Ultimately, the match will come down to the possession battle. Villas-Boas always wants his side to retain the ball as much as possible, but Di Matteo's philosophy is less clear. If he decides upon a ball retention approach, this should be an open game: neither side contains a calm distributor in the Luka Modric mould, able to slow or raise the tempo at will. Instead, Di Matteo will probably look for a more compact approach, playing with two banks of four and looking to keep a solid shape.
Chelsea full backs
The nature of the match will also rest on the attacking intent of Chelsea's fullbacks. This season, Di Matteo has instructed Branislav Ivanovic and Ashley Cole to play high up the pitch and add width to a narrow attack featuring playmakers who like to move into clever, central playmaking positions. Presumably, Ivanovic will be told to stay in position and to be wary of Bale's counter attacking threat, meaning Cole might be given a more aggressive briefing, looking to storm past Lennon and create overloads down the flank of the defensively weak Kyle Walker.

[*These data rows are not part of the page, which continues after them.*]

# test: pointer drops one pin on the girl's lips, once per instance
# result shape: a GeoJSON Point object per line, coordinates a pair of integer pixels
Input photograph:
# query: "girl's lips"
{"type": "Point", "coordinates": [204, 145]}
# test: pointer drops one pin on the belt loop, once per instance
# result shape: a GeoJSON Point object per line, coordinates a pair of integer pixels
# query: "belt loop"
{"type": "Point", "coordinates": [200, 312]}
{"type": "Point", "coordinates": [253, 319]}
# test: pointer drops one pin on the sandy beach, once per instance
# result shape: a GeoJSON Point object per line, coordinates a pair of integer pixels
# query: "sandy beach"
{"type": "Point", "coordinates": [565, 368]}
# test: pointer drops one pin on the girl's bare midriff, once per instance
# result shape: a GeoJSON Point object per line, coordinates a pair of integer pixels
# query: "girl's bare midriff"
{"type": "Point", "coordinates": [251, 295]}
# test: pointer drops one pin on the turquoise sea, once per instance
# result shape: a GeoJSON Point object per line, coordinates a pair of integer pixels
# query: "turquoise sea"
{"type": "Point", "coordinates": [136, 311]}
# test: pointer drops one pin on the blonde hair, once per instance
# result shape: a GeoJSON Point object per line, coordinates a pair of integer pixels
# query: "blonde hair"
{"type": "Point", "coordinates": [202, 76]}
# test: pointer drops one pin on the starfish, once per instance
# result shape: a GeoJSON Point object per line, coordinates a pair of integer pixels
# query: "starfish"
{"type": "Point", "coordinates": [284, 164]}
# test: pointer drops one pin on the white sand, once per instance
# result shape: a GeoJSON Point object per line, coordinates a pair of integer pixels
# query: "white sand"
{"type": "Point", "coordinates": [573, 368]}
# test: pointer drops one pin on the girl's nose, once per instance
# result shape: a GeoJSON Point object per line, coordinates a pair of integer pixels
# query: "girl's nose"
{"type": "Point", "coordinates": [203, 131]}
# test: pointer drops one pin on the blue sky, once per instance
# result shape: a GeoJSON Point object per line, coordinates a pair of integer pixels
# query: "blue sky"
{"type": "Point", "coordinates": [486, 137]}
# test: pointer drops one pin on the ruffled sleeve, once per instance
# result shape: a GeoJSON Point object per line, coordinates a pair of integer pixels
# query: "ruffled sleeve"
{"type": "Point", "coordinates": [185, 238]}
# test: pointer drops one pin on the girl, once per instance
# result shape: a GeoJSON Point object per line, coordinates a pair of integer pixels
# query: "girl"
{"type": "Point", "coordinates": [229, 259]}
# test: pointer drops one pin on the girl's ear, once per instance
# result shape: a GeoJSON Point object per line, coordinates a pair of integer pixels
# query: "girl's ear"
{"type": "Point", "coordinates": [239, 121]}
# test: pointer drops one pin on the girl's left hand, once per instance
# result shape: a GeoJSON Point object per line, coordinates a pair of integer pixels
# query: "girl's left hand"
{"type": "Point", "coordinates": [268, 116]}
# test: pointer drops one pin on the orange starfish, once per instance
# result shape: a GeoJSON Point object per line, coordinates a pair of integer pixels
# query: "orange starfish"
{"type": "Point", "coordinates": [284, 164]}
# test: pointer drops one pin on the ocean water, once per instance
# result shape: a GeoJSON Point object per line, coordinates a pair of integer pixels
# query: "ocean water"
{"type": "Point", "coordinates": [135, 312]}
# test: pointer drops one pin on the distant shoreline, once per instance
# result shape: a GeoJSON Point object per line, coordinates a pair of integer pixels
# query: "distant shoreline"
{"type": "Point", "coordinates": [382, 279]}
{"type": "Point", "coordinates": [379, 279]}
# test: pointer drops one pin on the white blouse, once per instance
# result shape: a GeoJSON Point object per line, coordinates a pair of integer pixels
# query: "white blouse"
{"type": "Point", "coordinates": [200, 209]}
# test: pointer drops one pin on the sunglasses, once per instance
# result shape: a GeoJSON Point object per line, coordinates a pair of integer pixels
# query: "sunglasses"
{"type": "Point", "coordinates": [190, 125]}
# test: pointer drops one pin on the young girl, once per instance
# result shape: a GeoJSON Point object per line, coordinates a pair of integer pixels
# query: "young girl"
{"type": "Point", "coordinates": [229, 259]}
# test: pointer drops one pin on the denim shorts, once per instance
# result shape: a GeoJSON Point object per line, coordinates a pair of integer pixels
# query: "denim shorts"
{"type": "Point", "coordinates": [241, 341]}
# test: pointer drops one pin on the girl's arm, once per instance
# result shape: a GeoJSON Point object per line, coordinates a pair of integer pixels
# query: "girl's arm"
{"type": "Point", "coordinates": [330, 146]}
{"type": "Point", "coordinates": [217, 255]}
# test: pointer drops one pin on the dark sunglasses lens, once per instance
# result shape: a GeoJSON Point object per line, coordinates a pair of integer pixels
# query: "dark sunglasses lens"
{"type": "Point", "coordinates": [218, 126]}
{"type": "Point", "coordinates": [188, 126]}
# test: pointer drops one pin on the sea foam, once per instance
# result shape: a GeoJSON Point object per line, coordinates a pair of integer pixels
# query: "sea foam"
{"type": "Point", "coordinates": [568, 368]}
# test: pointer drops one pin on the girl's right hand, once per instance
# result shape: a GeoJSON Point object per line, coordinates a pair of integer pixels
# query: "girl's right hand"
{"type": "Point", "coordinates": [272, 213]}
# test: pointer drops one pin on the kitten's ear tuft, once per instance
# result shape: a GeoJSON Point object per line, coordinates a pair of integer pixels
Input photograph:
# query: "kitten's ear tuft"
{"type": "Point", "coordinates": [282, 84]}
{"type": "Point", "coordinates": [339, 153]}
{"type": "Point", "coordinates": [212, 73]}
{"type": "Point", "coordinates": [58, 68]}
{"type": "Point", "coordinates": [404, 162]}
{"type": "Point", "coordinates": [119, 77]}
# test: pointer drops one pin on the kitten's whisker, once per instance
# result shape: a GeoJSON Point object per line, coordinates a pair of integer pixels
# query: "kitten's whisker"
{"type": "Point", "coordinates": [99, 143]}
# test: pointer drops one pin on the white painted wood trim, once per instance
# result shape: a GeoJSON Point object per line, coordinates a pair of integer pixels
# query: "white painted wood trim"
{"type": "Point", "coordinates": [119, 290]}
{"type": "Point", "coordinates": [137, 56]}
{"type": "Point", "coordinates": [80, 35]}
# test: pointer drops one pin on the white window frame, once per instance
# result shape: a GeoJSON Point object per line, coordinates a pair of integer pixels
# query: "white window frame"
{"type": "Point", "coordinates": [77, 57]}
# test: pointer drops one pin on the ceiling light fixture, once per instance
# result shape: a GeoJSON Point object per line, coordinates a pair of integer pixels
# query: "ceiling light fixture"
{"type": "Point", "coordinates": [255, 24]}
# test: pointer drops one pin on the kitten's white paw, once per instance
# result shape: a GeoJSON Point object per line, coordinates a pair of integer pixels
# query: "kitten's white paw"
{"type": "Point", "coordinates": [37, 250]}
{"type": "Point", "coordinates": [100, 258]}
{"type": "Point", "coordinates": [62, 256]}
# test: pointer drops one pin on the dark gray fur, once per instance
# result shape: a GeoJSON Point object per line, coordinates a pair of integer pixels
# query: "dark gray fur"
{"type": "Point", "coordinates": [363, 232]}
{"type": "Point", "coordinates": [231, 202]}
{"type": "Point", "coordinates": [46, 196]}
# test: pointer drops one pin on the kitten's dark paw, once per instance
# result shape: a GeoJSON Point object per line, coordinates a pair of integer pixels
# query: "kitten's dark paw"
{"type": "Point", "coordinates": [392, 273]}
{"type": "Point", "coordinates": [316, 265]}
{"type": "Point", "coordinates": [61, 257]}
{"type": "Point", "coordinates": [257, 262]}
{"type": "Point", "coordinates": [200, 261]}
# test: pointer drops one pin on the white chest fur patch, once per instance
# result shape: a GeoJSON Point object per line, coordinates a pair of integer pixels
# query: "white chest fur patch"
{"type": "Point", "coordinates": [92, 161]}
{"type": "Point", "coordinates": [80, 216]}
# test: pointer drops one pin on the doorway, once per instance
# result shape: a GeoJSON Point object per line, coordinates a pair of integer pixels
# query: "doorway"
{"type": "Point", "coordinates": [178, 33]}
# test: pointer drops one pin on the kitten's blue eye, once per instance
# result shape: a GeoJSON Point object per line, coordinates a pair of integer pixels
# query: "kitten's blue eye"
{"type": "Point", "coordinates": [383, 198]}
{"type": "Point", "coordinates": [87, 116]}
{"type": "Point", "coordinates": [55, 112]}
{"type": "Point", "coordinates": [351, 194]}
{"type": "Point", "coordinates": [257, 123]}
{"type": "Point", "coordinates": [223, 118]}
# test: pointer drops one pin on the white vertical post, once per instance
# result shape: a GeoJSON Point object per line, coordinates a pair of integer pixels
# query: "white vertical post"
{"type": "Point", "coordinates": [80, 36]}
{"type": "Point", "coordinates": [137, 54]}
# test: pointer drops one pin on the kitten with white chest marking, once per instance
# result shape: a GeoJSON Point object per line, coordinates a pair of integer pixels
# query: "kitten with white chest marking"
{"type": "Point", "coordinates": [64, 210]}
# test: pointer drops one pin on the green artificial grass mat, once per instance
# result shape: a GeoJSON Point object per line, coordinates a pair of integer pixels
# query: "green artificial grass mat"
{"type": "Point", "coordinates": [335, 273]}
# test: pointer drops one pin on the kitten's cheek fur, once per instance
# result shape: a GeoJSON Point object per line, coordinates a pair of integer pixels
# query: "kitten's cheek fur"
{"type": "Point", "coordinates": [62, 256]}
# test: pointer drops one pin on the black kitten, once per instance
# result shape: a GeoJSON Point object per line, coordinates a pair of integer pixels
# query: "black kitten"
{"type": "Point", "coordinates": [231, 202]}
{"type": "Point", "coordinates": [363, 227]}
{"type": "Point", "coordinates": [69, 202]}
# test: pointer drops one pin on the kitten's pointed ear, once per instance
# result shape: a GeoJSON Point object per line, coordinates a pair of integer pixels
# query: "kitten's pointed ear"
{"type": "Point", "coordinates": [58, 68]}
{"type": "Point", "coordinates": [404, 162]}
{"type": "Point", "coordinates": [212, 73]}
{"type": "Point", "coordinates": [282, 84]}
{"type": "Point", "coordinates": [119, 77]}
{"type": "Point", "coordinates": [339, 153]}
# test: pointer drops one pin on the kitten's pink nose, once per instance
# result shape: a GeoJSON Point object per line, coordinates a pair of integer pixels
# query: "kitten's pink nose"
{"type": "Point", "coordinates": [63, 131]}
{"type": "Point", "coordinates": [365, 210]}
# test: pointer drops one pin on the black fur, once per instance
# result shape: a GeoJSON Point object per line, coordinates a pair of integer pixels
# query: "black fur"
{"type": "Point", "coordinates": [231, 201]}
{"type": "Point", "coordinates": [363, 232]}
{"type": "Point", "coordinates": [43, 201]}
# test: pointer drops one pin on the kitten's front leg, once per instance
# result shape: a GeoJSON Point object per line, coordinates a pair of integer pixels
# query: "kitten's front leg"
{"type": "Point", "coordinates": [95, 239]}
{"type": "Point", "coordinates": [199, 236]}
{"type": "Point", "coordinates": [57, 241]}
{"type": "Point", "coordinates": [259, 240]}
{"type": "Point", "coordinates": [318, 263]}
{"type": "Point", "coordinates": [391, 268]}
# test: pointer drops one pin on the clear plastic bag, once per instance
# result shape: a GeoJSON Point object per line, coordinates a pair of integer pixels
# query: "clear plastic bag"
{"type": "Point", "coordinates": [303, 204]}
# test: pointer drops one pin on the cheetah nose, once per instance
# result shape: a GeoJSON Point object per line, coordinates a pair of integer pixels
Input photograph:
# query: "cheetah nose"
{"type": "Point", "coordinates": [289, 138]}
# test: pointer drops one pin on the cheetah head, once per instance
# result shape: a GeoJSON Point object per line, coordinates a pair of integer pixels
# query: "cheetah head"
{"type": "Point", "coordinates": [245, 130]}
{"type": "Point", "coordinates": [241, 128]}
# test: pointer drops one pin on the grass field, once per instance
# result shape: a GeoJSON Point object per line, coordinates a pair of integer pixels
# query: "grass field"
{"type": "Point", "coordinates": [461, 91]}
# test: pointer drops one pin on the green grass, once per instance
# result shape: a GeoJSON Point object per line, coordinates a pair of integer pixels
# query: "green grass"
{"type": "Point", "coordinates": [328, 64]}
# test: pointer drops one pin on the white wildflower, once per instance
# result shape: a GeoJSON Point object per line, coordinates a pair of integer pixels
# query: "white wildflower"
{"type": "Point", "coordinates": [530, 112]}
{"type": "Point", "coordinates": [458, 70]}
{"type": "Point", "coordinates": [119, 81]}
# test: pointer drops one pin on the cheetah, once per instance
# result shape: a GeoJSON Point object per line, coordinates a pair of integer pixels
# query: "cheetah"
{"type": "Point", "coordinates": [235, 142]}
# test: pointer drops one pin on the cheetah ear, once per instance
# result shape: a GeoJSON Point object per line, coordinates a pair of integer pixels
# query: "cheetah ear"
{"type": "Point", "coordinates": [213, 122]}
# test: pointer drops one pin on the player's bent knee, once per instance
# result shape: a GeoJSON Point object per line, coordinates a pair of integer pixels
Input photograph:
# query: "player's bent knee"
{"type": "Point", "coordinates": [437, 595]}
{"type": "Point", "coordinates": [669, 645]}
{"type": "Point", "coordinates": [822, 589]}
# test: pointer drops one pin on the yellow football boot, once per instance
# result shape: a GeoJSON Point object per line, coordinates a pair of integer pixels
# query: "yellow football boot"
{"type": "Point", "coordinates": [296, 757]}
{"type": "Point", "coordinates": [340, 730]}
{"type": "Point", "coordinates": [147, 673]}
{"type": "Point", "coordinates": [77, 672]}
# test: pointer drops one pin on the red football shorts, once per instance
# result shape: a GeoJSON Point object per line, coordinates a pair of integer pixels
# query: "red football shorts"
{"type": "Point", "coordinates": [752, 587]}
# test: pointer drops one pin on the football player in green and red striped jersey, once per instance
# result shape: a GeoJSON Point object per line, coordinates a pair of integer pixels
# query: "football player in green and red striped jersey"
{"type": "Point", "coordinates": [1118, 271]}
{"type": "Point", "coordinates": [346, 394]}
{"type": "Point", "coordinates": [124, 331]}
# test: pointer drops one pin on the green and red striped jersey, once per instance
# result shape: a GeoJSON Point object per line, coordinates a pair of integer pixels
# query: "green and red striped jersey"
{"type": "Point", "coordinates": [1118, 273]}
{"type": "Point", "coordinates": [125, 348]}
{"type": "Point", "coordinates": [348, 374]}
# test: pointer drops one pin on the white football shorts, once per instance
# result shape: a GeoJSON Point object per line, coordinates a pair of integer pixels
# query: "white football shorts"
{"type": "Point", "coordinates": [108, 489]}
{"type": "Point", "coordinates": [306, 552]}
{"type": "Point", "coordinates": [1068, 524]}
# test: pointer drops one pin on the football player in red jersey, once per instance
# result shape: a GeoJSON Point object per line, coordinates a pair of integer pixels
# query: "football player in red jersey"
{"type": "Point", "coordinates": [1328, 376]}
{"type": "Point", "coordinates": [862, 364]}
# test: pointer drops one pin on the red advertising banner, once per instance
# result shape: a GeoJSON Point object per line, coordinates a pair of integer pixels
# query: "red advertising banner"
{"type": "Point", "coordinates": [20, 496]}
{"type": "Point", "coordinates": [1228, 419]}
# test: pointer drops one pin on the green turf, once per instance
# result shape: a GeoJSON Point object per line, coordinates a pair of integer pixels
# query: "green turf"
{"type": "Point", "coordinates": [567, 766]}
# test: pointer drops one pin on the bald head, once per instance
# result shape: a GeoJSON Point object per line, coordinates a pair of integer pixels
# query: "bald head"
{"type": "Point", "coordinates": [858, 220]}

Tottenham will look to drag Chelsea's defence out of shape and make penetrating passes in between the fullback and centre back, especially for Bale. Di Matteo will want his side to be quick and decisive on the counter attack, and look to exploit the right flank. Therefore, the game will likely be centred on which side can exploit the defensive weakness of the other's fullbacks, and despite the nature of both teams suggesting an open game, the best chances are likely to come on the counter attack.